Victor becomes the toast of Paris café society. When ‘he’ meets King Marchan (Hank Stratton), the womanizing Chicago mobster, they’re both smitten. The attraction threatens King’s masculinity, while at the same time, he seriously doubts that Victor is a man. All this gayness emboldens King’s bodyguard, “Squash” (Johnny Fletcher) to uncover his own true self.
Honesty, deception and sexual identity are running themes. At this moment in history, the show should pop — for many reasons. Yet, it has a weak score, and it’s too long for its own good.
That said, Spratt Pearce, a beloved local actor with Broadway credentials, gets to display her prodigious triple-threat talents, including first-rate dance moves and a stratospheric high note that can smash a chandelier.
When she’s playing Victor, her bodice isn’t bound, so the fact that she has breasts is not obscured , making it a little harder to buy her as a man.
Her best song is probably the show’s best known, “Le Jazz Hot.” Despite multiple other big chorus numbers (schmaltzily helmed by director/choreographer John Vaughan), most of the songs are not memorable or readily hummable.
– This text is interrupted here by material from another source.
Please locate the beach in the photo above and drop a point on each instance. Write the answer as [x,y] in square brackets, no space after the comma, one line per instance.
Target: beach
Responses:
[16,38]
The source of the stunning sets and costumes (originally designed by Robin Wagner and Willa Kim, respectively) does not seem to be noted. But they are notable. The lighting (Jean-Yves Tessier) and sound (Jim Zadai) are notable as well, and the 21-member orchestra is superb, under the baton of music director/conductor Lyndon Pugeda.
This is a big, splashy production of a show that needs considerable re-thinking and retooling. After nearly 25 years, that’s unlikely. But it’s nice, after all these years, to see a musical that no other local company has produced. Moonlight continues to awe, with its knockout productions of older works (their “West Side Story” was nonpareil) and chance-taking with lesser-knowns.